Posted: April 14, 2010

Nationwide retirement crisis cripples 80 percent of traditional pension plans


Only 20 percent of multiemployer defined benefit pension plans are sound, compared to 80 percent in the first quarter of 2008.

Employee benefit fund actuaries Cary Franklin and Jason Russell reported the precipitous decline of the traditional pension plan in the United States in the Spring 2010 issue of Insights, a publication of the Association of Benefit Administrators Inc.

In their article, Franklin and Russell said recovery could be out of reach for most if not all of the ailing retirement funds.

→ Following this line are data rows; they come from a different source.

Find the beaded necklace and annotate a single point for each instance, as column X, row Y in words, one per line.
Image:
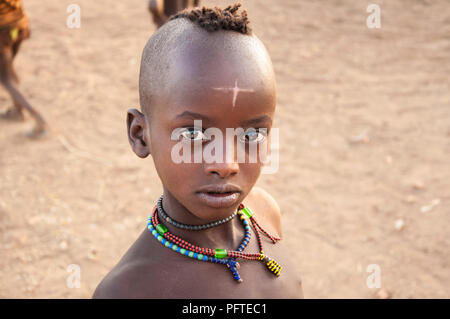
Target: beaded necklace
column 220, row 256
column 173, row 222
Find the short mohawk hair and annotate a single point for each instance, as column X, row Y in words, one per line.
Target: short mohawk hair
column 213, row 19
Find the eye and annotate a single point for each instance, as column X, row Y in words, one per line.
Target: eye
column 192, row 134
column 254, row 136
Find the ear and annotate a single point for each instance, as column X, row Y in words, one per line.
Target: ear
column 136, row 127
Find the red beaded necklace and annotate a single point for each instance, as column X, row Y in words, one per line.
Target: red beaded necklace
column 215, row 255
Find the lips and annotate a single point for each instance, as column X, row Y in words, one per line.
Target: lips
column 219, row 195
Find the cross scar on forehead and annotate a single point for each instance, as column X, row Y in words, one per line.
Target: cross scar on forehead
column 235, row 91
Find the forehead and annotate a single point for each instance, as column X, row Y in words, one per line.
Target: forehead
column 220, row 73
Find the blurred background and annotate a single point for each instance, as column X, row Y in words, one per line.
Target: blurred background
column 364, row 118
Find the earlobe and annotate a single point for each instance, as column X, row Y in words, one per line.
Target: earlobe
column 136, row 127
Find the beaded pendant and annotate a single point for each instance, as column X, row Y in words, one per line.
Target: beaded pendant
column 219, row 256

Franklin and Russell linked severe pension fund deficiencies to the collapse of investment markets in 2008 and the difficult requirements of the federal Pension Protection Act of 2006.

Franklin and Russell, of Horizon Actuarial Services LLC, noted that the Dow Jones Industrial Average fell 4,500 points - a 34 percent decline - in 2008.

"Most of America's private pension plans - whose assets are invested in a diversified mix of stocks, bonds and alternative assets - lost between 20 percent and 30 percent of their asset values in 2008, with losses continuing in the early months of 2009," Franklin and Russell wrote.

Many plans today are "struggling" with the "often confusing and sometimes draconian" provisions of the 2006 pension law, they added.

The Pension Protection Act of 2006 was a response to the failure of defined benefit pension plans in the steel, airline and other industries. The law's "noble" intent, Franklin and Russell said, was to secure benefits through new funding requirements.

"To this end, the Pension Protection Act shortened the funding horizons for pension plans (from 30 years to 15 years), forcing contributions to be made sooner rather than later," they explained.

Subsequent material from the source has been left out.